Эта девочка моя | страница 28
Я тут же краснею. Мне так неловко, что я разъезжаю на байке в свадебном платье.
Чувствую себя сбежавшей невестой.
Андрей поворачивается ко мне вполоборота, и я замечаю на его губах улыбку:
– Я люблю тебя, Мартышка. Ты сделала правильный выбор. Я поговорю с отцом и надеюсь, что он сможет как-нибудь помочь твоему брату…
Но он обрывает свою речь на полуслове. Оборачивается назад. А я спиной чувствую надвигающуюся опасность. Тоже поворачиваюсь.
Но мы слишком поздно понимаем, что приближающийся автомобиль не собирается тормозить. А когда удается понять, что за рулем сидит Эдик, ни у одного из нас не возникает никаких сомнений в том, что парень вообще намерен тормозить.
– Держись, – только и успевает сказать Андрей, когда выкручивая сцепление, с визгом срывается с места.

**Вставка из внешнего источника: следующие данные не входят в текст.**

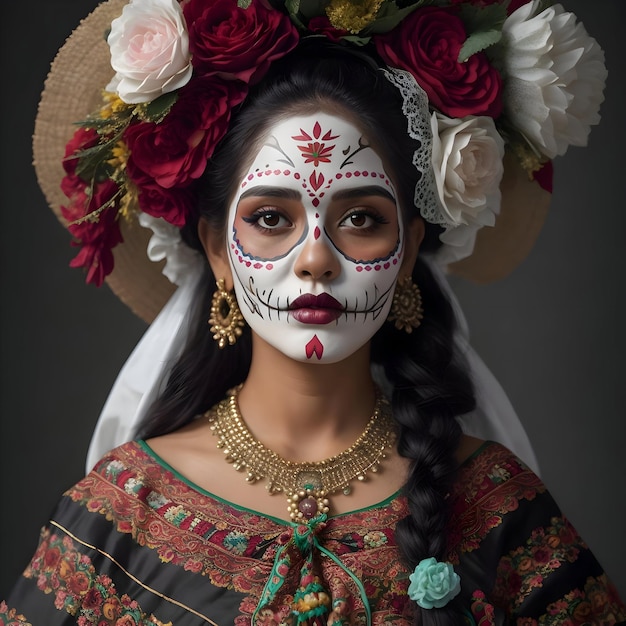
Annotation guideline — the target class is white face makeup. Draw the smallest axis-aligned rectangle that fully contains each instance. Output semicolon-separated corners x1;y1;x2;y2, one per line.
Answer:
227;113;403;363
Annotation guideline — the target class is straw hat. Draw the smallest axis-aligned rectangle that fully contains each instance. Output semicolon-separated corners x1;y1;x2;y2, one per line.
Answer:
33;0;550;322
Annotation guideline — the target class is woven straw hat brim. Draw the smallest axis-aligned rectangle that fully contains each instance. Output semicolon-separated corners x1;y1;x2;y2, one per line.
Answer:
33;0;175;323
33;0;550;323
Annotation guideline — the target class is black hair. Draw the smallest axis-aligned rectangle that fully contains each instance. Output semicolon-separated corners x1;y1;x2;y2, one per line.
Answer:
137;38;474;626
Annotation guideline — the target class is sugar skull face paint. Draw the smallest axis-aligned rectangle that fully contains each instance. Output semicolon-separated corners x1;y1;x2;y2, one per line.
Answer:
227;113;403;363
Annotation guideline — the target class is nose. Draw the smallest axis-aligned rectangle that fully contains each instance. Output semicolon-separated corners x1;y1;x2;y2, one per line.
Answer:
294;229;341;280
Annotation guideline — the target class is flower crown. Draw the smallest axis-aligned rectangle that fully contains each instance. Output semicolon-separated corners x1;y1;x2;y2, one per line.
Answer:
61;0;606;285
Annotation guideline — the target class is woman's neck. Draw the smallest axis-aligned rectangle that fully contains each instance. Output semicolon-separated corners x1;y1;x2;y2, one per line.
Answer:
239;337;376;461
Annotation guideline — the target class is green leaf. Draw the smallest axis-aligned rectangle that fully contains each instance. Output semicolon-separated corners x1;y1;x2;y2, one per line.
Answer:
135;91;178;124
361;1;429;35
458;30;502;63
458;3;508;63
285;0;300;15
341;35;372;46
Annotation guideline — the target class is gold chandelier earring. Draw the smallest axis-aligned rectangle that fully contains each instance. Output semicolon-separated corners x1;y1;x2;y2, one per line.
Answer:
209;278;244;348
387;276;424;333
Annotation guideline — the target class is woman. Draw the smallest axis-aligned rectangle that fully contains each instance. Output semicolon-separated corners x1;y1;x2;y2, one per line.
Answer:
0;2;625;624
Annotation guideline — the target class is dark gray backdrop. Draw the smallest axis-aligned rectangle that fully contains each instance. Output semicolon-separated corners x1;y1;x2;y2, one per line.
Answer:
0;0;626;598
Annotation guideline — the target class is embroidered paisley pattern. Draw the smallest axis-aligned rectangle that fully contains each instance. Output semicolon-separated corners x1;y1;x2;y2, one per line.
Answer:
0;442;626;626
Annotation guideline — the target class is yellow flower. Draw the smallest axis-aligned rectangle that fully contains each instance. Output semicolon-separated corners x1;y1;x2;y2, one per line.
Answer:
100;91;128;120
326;0;383;35
108;141;129;172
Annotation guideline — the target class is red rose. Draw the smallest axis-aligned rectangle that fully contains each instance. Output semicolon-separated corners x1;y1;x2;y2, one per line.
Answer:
309;15;350;43
61;128;122;287
183;0;299;83
124;77;247;193
375;7;502;117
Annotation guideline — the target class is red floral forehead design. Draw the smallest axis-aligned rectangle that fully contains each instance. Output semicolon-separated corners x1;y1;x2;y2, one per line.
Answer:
61;0;606;285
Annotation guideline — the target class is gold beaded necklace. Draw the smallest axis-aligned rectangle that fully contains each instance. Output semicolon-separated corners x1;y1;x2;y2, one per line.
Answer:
206;386;395;521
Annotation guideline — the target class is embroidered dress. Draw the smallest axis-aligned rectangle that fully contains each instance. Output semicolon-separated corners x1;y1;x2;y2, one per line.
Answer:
0;442;626;626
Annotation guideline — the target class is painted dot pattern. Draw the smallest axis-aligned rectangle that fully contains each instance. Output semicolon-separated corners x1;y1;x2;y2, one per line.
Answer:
231;169;400;272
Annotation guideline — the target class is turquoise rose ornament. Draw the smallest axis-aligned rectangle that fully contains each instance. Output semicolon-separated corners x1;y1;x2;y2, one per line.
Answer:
409;556;461;609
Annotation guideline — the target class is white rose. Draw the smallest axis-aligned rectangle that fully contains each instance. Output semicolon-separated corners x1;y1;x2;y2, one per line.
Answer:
107;0;192;104
431;113;504;226
431;113;504;264
502;0;607;159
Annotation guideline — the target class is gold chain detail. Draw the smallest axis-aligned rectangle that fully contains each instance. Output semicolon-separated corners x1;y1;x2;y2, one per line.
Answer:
206;386;395;520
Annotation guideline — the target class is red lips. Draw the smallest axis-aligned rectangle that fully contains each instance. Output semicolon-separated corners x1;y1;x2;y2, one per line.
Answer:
289;293;343;324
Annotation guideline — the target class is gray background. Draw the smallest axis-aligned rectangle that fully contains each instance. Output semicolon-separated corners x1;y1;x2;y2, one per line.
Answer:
0;0;626;598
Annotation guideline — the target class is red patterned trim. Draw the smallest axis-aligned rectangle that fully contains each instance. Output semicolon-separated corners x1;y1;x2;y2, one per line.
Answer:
448;442;546;564
18;529;166;626
66;443;411;624
0;600;33;626
515;574;626;626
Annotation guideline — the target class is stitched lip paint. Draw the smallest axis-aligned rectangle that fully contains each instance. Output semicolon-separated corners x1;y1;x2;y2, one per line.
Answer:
289;293;343;324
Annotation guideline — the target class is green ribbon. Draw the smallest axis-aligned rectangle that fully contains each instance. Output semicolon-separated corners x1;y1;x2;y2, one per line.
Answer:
252;514;372;626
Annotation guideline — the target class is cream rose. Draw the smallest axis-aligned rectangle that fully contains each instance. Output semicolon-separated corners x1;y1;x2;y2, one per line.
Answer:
502;0;607;159
431;113;504;226
107;0;192;104
431;113;504;264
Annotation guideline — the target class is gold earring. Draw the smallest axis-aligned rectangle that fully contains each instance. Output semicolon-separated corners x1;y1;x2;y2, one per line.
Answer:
387;276;424;333
209;278;244;348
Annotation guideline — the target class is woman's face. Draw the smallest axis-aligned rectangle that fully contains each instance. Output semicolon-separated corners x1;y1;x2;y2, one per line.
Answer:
227;113;404;363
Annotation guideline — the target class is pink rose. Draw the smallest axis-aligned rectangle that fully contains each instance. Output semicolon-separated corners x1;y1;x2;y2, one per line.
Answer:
107;0;192;103
124;77;246;194
374;7;502;118
184;0;299;83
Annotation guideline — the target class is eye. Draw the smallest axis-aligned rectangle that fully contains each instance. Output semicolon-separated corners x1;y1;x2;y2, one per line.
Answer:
242;207;292;232
339;208;389;231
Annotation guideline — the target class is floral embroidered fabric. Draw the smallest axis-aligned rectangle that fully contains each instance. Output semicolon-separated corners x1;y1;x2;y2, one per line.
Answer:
0;442;626;626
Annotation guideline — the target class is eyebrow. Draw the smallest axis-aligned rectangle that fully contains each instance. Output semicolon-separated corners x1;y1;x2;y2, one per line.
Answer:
332;185;396;202
239;185;302;200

Я вцепляюсь в него. Сильно зажмуриваюсь, но было слишком поздно. Машина нас все же догоняет и бьет мотоцикл в зад.
А дальше… секундное непонимание всего, что с нами происходит. Резкая боль отрезвляет на минуту, но тут же в глазах все темнеет и я оказываюсь на дне темного колодца беспамятства.
Глава 19
– Мам, убери ты от меня эту кашу. Видеть ее не могу, – раздраженно отворачиваю голову.
Женщина тихо вздыхает. Ставит на тумбочку тарелку, встает с кровати.
– Лесёнок, – начинает она. – Тебе нужны силы. Нужно кушать, чтобы…
Резко поворачиваю голову к маме. Зло стреляю в нее глазами.
– Зачем? Зачем мне есть, мам? Чтобы побыстрее сесть в инвалидное кресло? – сжимая зубы, чеканю каждое слово в вопросе.
– Лесёнок, ну почему сразу инвалидное кресло? Врачи сказали…
– Мам, хватит. Я все слышала, что сказал врач: надейтесь на чудо… Не будет чуда, мам. Это мне в наказание за Эдика.
– Не говори так, Олеся, – мама садится на краешек кровати и прячет лицо в ладони. – Если говорить про наказание, то во всем виновата я. Только я.
В моей груди растекается боль. Дикая. Неуемная. Мне хочется крикнуть так сильно, чтобы выплеснуть ее из себя, но вместо этого , она ядом разочарования и досады впитывается в мою кровь. Мама не права. Ей не стоит себя винить…
Протягиваю руку, дотрагиваюсь до женщины кончиками пальцев.
– Мам. То, что случилось, уже нельзя изменить. Не плачь, пожалуйста. Не рви сердце ни себе, ни мне.
Женщина неожиданно замирает. Сидит так несколько секунд, а потом убирает от заплаканного лица ладони, смотрит на меня блестящими глазами.
– Я тебе обещаю, Лесёнок, что сделаю все для того, чтобы ты начала ходить. Ты будешь ходить. И точка, – она порывисто обнимает меня, целует в щеку. – Я позволила посадить сына, не смогла добиться правды в суде, но за тебя. Поборюсь.